To start off, it does look like other people have put some effort into making printable cases for various models of the Raspberry Pi. There are at least 5 different designs for the Raspberry Pi and Raspberry Pi B that I could find, but only one for the Raspberry Pi 2-b. In each case, I discovered that the makers of the cases had only uploaded the complete model, as far as I could tell, and had no variables for changing attributes of the model. I decided that I would build something paramaterized and fairly easy to modify.
My journey begins in a piece of modeling software called OpenSCAD. OpenSCAD is a program that lets the user define mathematical objects in a code-like interface that allows for extreme precision. So something like this:
Turns into this:
After taking measurements from the Raspberry Pi, I started to build my model. I took the measurements and created a hollow cube that could fit the Raspberry Pi inside. I had to retake measurements several times during the process, as I ran into additional ideas on how to construct the case.
As I started to print prototype pieces to determine if I had good tolerances for my models, I found that the clips that I had decided to use to connect the pieces of the case together were a bit too small for the printer that I was using. Each of the six copies of the model I was using were “globby”, the plastic was sticking together and bunching up in places, so the models came out stretched at odd angles and with additional plastic in uneccessary places.
I had to redesign my model for the clips into something that would print at the size I was looking for without losing a lot of detail. I ended up with a pretty simple model.
This model printed pretty well, and also provided simpler paramaterization for the other parts of the model and interacting with the clips.
The designs of the top and bottom parts of the case went through several revisions as I decided on what I wanted to do with connectors.

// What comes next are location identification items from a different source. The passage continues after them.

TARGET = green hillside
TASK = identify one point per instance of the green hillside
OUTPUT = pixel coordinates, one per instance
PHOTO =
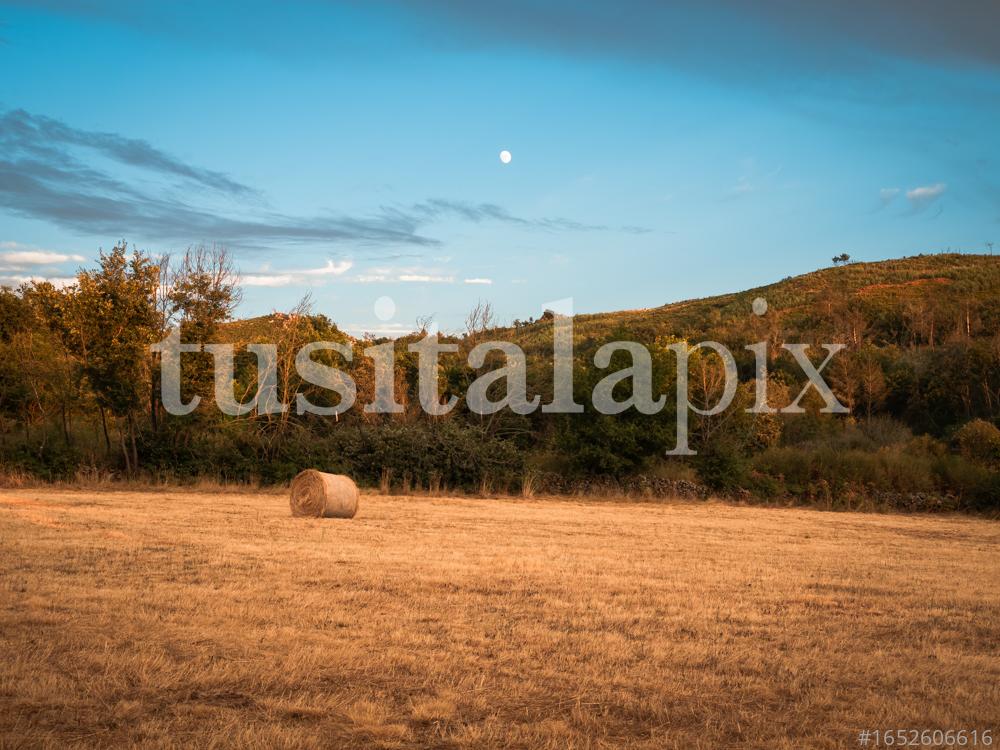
(896, 298)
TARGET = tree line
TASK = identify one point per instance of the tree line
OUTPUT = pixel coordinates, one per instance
(79, 393)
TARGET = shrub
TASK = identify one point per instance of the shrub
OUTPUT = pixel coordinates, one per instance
(979, 442)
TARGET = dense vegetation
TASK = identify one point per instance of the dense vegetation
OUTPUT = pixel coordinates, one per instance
(79, 390)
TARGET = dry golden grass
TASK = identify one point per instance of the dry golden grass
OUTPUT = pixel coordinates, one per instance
(184, 619)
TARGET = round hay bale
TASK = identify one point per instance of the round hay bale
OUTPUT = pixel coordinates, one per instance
(324, 495)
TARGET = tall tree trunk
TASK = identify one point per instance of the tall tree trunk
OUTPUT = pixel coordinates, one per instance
(135, 451)
(66, 425)
(104, 425)
(121, 439)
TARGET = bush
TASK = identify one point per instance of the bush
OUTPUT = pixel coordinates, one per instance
(979, 442)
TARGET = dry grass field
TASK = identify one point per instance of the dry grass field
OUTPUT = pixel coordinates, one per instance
(179, 619)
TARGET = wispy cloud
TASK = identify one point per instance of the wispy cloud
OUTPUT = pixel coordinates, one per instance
(921, 197)
(16, 280)
(47, 172)
(299, 277)
(45, 136)
(17, 256)
(477, 213)
(407, 275)
(57, 173)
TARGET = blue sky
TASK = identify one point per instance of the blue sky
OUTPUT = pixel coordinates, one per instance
(350, 150)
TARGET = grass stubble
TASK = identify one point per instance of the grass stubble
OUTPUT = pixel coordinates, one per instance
(180, 619)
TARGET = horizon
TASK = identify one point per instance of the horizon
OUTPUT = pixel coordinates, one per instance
(363, 161)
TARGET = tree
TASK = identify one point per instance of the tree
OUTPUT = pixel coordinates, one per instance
(112, 318)
(202, 293)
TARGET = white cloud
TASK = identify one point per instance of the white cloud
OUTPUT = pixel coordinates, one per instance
(268, 278)
(57, 281)
(923, 196)
(426, 279)
(412, 275)
(19, 256)
(390, 330)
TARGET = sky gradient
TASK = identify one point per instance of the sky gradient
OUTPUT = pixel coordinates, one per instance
(350, 150)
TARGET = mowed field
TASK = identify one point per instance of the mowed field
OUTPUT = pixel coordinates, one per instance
(183, 619)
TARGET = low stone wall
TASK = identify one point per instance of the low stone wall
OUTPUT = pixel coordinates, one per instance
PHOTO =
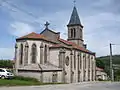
(46, 77)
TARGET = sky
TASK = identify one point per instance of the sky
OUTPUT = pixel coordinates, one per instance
(100, 18)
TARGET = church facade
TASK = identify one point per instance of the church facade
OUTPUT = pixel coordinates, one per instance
(49, 58)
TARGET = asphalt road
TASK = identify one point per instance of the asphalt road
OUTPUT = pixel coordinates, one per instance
(78, 86)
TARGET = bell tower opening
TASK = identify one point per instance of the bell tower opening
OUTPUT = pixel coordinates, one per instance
(75, 28)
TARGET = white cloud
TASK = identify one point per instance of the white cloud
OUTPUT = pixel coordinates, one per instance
(6, 53)
(20, 28)
(100, 30)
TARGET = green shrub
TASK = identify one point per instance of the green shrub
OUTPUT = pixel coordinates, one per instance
(25, 78)
(100, 79)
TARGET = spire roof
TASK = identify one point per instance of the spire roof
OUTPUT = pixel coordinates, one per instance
(74, 20)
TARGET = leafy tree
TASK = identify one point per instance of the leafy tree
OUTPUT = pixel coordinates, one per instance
(6, 64)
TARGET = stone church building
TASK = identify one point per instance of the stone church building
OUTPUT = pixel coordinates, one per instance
(49, 58)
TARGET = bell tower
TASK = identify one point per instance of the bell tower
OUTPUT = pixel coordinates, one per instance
(75, 28)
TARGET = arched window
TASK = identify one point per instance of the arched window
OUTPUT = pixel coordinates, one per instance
(21, 54)
(67, 61)
(41, 53)
(80, 62)
(34, 53)
(45, 54)
(74, 32)
(26, 54)
(75, 60)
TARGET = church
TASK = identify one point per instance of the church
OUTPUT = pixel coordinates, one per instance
(49, 58)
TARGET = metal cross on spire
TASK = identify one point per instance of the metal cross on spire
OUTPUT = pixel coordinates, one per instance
(74, 2)
(46, 25)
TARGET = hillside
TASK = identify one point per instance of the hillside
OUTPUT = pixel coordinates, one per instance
(104, 61)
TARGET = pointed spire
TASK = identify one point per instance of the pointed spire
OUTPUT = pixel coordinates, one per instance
(74, 20)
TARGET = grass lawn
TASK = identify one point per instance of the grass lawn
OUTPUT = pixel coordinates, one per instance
(6, 82)
(13, 82)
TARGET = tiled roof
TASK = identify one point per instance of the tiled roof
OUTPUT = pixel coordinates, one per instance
(68, 43)
(34, 36)
(75, 46)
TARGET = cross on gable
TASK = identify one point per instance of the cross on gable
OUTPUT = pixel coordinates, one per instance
(47, 24)
(74, 2)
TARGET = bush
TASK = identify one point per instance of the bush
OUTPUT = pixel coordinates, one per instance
(100, 79)
(25, 78)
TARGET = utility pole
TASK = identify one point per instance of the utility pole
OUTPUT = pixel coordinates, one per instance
(111, 66)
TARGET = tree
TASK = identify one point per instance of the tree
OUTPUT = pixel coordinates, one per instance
(6, 64)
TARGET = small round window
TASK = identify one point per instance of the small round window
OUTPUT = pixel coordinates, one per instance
(67, 61)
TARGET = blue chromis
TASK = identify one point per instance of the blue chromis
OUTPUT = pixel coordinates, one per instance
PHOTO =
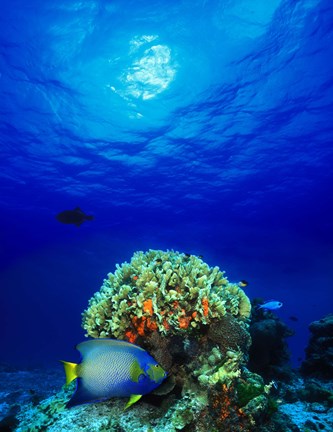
(112, 368)
(271, 305)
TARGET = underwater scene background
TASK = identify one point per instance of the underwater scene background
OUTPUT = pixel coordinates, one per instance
(201, 127)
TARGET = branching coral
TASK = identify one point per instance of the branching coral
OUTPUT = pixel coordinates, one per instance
(171, 292)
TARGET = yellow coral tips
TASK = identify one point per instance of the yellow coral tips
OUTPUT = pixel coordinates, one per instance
(70, 371)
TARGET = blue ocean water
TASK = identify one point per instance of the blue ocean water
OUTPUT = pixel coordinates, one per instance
(201, 126)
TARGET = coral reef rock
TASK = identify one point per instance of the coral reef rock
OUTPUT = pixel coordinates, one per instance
(319, 353)
(195, 323)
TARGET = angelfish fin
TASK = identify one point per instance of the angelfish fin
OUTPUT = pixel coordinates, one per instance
(70, 371)
(132, 400)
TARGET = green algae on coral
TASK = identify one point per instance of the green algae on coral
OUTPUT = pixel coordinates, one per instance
(165, 291)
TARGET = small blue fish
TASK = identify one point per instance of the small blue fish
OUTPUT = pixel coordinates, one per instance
(270, 305)
(112, 368)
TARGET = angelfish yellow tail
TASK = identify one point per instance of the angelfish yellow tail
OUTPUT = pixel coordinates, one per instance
(70, 371)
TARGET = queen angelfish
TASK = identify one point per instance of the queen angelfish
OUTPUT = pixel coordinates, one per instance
(112, 368)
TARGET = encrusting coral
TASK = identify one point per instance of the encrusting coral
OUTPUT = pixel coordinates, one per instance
(170, 292)
(194, 322)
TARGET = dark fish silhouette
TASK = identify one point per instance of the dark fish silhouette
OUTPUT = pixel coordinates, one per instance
(75, 217)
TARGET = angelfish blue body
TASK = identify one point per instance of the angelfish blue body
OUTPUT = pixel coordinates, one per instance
(112, 368)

The top part of the case ended up being a cube with a lot of smaller cubes subtracted from it, as well as several clip models subtracted.
In the case of the bottom part, I built it with the clips in mind. The bottom half of the case has a lip on the lower side of it for the clips to attach to. I think that there might be a more elegant way to attach the clips to the model, and make the model have a smaller profile for fitting into whatever the Raspberry Pi is being attached to.
On review of the work I have done on this project, I believe that I could refine the end product with experimentation and additional time spent on the project. I think that there are a variety of ergonomic features that I ended up skipping due to time constraints that, if I had the opportunity to expand on this project in the future that I would definitely include. As it stands, the case will protect the Raspberry Pi from damage, but has no allowances for ventilation or visual design. I think that above all, were I to do this project again, I would seek out additional resources for the design of the case. When I started this project, I did not a library of tools for modeling in OpenSCAD, and I think that starting from a stronger point would definitely help me add to the success of the final model.